04 Jul Towards automated ensemble discharge forecasts for any river in the world on a federated compute and data infrastructure
The use-case was developed by Stichting Deltares in close collaboration with, and on the SURF infrastructure. In the near future, it will also be deployed at EODC, to test ease of redeployment, scalability and performance of the workflow. For questions, please contact: Björn.Backeberg@deltares.nl, Frederiek.email@example.com or Joost.Buitink@deltares.nl.
With increasing droughts and increased water use worldwide there is a great need to understand and accurately predict river conditions and water availability on a seasonal time scale. Within C-SCALE, we develop a workflow solution that will allow users to produce seasonal ensemble forecasts of river discharges for any river basin in the world.
With the increasing availability of global datasets at high spatial and temporal resolutions, it is now possible to provide hydrological simulations for river basins anywhere in the world, even in basins where river discharges are not measured using in situ observations.
Within this use-case, we aim to develop a workflow solution on the European Open Science Cloud compute and data infrastructure that will in the end enable seasonal river discharge forecasts for any river basin in the world. Our workflow tests the interoperability, scalability and performance of cloud, HTC and hybrid (cloud/HTC) compute and data resources.
The use case builds on locally developed tools, combining these in a workflow that is operationalised in the cloud. We use the global ERA5 re-analysis product and SEAS5 seasonal meteorological forecasts from the Copernicus Climate Data store as input for the wflow_sbm hydrological model. The workflow automatically downloads the required input data for the model domain, resamples the data to the required model grids, and runs a 50-member ensemble forecast simulation. The workflow is triggered every month when new SEAS5 forecasts become available and results in forecasts of drought conditions for several months ahead in time.
The workflow has been deployed for the Rhine river basin, and in the near future it will be generalised to allow for easy adaptation to other river basins of interest and to allow for deployment on other cloud infrastructures.
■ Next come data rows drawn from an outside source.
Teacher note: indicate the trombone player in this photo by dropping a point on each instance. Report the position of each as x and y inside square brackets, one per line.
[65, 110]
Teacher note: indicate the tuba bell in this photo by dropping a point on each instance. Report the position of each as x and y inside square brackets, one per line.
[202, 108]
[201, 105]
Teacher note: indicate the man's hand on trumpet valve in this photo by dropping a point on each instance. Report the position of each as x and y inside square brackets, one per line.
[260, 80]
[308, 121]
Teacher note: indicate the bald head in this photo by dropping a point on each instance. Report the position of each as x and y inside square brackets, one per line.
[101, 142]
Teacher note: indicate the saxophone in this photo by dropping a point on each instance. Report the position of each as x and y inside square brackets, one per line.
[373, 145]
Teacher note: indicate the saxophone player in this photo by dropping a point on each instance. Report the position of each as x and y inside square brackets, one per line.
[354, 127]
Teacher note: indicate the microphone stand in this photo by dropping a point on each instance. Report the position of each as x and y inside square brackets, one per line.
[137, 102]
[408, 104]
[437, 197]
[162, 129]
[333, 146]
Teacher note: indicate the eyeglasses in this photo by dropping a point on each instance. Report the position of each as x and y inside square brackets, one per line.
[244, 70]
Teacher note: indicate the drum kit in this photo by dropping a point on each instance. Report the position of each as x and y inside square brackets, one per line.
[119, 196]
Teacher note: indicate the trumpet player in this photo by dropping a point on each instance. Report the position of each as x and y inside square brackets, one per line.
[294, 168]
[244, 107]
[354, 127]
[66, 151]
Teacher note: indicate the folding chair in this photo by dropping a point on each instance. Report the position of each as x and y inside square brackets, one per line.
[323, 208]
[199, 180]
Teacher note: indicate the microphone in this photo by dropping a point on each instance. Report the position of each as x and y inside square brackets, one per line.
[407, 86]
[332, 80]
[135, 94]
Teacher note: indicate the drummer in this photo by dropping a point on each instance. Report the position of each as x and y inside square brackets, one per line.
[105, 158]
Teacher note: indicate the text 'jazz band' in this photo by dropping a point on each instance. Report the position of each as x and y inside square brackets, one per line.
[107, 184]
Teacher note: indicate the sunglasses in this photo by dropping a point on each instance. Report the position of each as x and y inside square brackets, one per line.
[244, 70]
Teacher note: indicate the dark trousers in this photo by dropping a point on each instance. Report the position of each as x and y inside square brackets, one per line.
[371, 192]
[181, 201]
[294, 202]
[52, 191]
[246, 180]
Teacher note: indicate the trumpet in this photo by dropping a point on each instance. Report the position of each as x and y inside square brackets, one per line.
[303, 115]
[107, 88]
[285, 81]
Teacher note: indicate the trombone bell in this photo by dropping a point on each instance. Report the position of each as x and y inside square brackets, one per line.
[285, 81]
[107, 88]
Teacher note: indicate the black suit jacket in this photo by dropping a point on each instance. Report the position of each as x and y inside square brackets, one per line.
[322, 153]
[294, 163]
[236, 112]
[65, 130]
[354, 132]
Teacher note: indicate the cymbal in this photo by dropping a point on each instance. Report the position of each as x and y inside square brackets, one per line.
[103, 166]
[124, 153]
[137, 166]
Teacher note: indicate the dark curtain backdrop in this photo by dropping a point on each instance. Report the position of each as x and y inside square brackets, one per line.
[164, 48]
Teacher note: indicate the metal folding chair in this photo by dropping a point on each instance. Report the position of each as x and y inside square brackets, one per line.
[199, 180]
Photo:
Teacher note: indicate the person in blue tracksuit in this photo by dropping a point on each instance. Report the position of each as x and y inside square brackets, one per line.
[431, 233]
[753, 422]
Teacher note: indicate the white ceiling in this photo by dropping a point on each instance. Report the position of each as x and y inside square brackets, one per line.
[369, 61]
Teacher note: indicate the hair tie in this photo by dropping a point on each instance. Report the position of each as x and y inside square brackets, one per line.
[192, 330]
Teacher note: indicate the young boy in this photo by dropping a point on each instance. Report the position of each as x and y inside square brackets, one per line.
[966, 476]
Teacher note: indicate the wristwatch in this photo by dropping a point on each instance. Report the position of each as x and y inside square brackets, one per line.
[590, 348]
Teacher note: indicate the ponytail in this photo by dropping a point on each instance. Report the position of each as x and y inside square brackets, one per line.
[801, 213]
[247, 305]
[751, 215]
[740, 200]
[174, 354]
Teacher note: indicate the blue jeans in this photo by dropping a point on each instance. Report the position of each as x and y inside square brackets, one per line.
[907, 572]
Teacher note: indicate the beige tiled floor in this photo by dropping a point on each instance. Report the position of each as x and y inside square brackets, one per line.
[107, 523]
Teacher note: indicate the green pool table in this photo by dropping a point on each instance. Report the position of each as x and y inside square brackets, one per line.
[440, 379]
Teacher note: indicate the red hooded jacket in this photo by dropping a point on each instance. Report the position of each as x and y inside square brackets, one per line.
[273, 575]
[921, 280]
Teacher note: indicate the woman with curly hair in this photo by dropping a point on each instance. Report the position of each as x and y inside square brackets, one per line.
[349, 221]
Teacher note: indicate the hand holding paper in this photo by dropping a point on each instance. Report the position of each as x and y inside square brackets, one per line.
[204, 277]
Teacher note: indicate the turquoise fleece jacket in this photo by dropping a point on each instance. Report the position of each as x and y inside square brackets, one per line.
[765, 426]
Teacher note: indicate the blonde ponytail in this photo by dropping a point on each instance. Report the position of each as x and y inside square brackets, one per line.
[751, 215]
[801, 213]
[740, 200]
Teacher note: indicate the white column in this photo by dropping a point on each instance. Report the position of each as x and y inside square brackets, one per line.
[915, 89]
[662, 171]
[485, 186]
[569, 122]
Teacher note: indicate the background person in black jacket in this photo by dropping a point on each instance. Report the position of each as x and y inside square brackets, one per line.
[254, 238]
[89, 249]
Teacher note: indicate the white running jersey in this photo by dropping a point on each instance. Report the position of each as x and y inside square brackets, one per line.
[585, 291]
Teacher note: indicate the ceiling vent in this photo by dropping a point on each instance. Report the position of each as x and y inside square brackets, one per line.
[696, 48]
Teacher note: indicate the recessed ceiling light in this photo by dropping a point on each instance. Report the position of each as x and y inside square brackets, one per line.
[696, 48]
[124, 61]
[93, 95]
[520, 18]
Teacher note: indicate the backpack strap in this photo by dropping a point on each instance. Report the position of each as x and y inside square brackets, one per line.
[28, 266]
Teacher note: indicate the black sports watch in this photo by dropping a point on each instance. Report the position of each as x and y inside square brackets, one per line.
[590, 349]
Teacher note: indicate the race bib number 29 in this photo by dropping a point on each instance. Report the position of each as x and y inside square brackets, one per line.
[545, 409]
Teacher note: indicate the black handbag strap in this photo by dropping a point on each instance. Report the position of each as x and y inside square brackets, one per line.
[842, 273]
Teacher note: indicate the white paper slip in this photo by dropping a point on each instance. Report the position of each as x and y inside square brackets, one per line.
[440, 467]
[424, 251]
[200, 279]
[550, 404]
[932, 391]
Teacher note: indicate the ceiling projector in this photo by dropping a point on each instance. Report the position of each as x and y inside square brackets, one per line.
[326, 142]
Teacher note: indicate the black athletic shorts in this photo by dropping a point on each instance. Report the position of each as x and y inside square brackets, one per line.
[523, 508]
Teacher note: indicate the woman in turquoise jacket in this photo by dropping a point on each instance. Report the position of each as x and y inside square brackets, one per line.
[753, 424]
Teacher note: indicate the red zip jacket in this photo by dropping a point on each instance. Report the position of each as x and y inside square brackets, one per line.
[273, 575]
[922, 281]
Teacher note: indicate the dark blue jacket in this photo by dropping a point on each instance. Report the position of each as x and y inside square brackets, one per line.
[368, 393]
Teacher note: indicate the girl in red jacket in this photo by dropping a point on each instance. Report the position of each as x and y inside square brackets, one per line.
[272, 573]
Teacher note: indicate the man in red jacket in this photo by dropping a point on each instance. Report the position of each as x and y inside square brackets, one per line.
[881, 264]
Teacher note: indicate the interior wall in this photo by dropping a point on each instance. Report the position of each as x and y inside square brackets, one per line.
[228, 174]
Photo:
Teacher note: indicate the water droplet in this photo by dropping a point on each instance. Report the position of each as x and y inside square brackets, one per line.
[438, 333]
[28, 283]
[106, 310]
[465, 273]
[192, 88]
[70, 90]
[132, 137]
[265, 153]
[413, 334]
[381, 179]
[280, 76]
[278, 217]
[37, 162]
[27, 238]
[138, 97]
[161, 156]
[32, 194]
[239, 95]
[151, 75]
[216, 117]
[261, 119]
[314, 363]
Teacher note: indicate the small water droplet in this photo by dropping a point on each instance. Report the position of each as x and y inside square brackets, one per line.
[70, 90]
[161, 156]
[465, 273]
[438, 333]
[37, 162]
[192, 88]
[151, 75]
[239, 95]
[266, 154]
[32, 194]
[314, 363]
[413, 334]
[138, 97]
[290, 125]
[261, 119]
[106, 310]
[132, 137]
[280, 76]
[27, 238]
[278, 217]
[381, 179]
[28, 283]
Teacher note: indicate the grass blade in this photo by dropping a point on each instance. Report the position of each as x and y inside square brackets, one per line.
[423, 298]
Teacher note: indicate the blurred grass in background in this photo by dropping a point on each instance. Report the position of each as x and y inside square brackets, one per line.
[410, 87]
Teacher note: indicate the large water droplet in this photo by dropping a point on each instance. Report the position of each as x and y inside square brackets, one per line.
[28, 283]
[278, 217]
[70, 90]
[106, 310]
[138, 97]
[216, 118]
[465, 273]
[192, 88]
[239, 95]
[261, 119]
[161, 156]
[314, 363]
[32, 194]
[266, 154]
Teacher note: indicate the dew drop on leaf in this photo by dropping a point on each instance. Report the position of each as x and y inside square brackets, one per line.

The original data and modelling chain ran on standalone windows infrastructure. A first step was the selection of the preferred cloud infrastructure, as several European Open Science Cloud providers exist that could host this use-case. The HTC compute solution offered by SURF was identified as an appropriate solution for these types of (embarrassingly parallel) ensemble forecast simulations. For the implementation on SURF’s HTC cluster, the WFLOW model was containerised using Singularity. The individual workflow components were connected in an orchestration tool and deployed and tested on the HTC infrastructure. Currently, the workflow and its individual components are becoming more generic, this is required for easy redeployment to other European cloud infrastructures to enable users to choose their preferred provider and run the ensemble forecasts for their own river basin of interest.
Support from C-SCALE
The Land Surface Drought Analysis (LSDA) use-case is part of the C-SCALE project and activities started at the beginning of it. The use case has been implemented in close collaboration between Deltares and SURF and will in the near future be deployed on EODC’s cloud infrastructure. The user and provider teams have had constructive interaction, progressively working towards improved solutions addressing the use case requirements. Whilst some of the technologies needed for the use cases were clearly new to the providers. The providers should be commended for their willingness to explore new technologies and find solutions to support the use case deployment.
C-SCALE services used
Deltares is now using the C-SCALE services provided by SURF, i.e. the HTC cluster. Access is facilitated through the SURF Research Access Manager (SRAM), and the provider ensured that crontab was available to schedule the workflow orchestration.
More information and relevant publications
Backeberg, B., Z. Šustr, E. Fernández, G. Donchyts, A. Haag, J. B. R. Oonk, G. Venekamp, B. Schumacher, S. Reimond and C. Chatzikyriakou (accepted). An open compute and data federation as an alternative to monolithic infrastructures for big Earth data analytics. Big Earth Data, https://doi.org/10.1080/20964471.2022.2094953
Buitink, J., J. Langemeijer, R. Oonk, F. Sperna Weiland and B. Backeberg (accepted). Automated monthly river forecasts: A Copernicus eoSC Analytics Engine use case. In EGI Conference 2022, September 2022, Prague, Czech Republic.
Testimony by Deltares researchers
Why did you decide to work with C-SCALE? What challenges does the collaboration with C-SCALE solve for Deltares?
- Easily deployable, interoperable, workflows to facilitate globally applicable, locally relevant ensemble forecasts of seasonal river discharges are difficult to achieve.
- Working with the IT and data experts of the EOSC providers allows us to implement state-of-the-art solutions towards achieving the above thereby enabling stakeholders to replicate developments here for any river basin of interest.
Which C-SCALE services are you using and what are you using them for?
- C-SCALE HTC compute to run the ensemble forecasts provided by SURF
- C-SCALE CephFS filesystem directly connected to the C-SCALE HTC provided by SURF
- C-SCALE AAI (SRAM) to enable easy access provided by SURF
- Support from IT and data experts from SURF